All Patagonia stores will be closed on Thanksgiving Day, a spokesperson confirmed for ThinkProgress.
When asked why the store decided not to join some that have opened on the holiday itself for Black Friday shopping, the spokesperson responded, “It’s a holiday — we’re closed!”
The company takes time off pretty seriously. It offers parents of both genders two months of paid parental leave, lets workers set their own hours while locking its doors at 8 p.m. on weekdays to keep them from stretching too long, grants two-month paid sabbaticals for employees to work on environmental projects, and everyone takes vacations. It also offers on-site child care and covers the full cost of health care.
Its resistance to opening on a holiday isn’t shared across the industry. Macy’s has announced that its stores will open at 6 p.m. on the holiday this year, two hours earlier than it opened last year. Walmart will be open all day. More will probably join, as at least ten other major chains had workers come in so Americans could shop on the national holiday.
But there are others who are taking the same route as Patagonia, deciding to stay closed. American Girl, Burlington, Dillard’s, Coscto, Nordstrom, and Patagonia competitor REI have all confirmed that they won’t open. Some have explicitly said it’s to allow workers to celebrate the holiday with friends and family.
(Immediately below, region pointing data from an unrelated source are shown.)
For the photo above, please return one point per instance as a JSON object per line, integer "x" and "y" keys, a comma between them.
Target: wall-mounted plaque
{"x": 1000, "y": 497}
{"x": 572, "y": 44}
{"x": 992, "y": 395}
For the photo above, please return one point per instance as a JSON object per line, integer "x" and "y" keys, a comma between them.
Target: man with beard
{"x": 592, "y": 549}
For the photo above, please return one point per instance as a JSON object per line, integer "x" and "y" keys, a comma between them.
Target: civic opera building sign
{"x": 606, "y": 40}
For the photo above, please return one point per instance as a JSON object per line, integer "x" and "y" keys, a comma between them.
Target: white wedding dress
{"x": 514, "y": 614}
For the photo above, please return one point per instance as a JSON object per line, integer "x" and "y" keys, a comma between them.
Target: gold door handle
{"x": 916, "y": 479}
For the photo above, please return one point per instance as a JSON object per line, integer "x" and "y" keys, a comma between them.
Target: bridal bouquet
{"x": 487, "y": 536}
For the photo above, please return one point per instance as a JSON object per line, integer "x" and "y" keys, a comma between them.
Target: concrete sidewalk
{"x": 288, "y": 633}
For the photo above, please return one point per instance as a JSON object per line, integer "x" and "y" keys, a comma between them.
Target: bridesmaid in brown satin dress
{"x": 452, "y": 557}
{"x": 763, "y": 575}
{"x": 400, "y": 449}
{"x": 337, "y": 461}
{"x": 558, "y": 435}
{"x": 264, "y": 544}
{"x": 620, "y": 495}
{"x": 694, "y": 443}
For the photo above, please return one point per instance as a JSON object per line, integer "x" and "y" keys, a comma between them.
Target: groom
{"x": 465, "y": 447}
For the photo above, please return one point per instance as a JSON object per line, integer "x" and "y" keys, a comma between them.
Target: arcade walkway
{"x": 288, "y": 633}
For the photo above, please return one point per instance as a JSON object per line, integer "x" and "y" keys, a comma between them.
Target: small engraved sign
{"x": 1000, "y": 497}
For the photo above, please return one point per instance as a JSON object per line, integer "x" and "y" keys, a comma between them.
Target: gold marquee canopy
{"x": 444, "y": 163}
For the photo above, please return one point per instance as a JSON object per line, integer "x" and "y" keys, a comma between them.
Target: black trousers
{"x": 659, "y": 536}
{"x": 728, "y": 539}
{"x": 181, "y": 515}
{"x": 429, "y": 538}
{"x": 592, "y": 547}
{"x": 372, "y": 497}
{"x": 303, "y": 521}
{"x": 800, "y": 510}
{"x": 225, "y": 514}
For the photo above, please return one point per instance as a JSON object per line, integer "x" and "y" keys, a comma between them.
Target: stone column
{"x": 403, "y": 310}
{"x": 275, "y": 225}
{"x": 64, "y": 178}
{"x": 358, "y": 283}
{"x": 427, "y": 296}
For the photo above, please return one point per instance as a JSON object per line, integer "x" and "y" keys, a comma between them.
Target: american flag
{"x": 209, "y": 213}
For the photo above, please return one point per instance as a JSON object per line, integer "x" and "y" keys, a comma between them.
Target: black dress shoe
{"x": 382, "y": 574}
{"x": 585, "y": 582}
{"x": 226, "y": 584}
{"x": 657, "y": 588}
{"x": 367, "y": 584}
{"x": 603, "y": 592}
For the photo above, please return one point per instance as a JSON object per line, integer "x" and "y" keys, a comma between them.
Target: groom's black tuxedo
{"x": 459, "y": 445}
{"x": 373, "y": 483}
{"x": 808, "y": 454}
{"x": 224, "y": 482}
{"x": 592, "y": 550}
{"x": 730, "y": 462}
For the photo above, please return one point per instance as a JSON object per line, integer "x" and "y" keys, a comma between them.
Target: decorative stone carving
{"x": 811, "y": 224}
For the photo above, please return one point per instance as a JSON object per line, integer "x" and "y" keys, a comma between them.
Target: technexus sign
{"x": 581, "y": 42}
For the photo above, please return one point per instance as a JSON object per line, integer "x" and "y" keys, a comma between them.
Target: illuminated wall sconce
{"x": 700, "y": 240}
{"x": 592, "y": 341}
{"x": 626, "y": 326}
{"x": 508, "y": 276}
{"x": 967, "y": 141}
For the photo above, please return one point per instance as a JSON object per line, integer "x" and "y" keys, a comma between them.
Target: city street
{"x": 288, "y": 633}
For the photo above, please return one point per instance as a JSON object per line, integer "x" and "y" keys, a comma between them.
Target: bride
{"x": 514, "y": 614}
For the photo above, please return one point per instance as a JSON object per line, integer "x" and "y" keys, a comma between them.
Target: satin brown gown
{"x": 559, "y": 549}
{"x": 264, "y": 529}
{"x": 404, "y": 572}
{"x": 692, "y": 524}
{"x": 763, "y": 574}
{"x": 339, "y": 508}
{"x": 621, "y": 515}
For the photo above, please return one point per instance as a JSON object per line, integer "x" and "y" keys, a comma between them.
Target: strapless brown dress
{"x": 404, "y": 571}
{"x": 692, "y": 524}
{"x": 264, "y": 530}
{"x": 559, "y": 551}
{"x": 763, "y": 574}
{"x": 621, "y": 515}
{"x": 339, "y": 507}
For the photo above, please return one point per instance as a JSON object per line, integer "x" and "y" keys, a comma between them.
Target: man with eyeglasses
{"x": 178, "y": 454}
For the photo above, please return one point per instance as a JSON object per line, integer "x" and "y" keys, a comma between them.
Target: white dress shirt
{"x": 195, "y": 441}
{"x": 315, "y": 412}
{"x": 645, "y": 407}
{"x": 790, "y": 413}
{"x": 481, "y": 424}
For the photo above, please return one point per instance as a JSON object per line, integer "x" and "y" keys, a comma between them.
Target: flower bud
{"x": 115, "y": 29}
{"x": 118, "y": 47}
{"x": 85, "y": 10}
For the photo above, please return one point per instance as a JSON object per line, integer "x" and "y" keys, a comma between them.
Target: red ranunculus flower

Costco it will be closed because, “Our employees work especially hard during the holiday season and we simply believe that they deserve the opportunity to spend Thanksgiving with their families.” Dillard’s explained, “We choose to remain closed on Thanksgiving in longstanding tradition of honoring of our customers’ and associates’ time with family.”
There’s likely little benefit of opening early. Opening on Thanksgiving Day doesn’t boost sales more than regular Black Friday shopping. Last year the vast majority of consumers said they wouldn’t shop on the holiday while half disapproved of the early openings.
And employees have little voice in whether stores decide to open. Twenty-one developed countries guarantee that all workers get paid holidays, but the United States doesn’t, leaving nearly a quarter in the private sector, and 45 percent in service jobs in particular, without the benefit. Last year some reported that their requests to take the day off were denied. Those volunteering for holiday shifts might not even be doing it because they don’t mind missing Thanksgiving dinner, but because their schedules are normally so erratic that they need the extra hours to get by.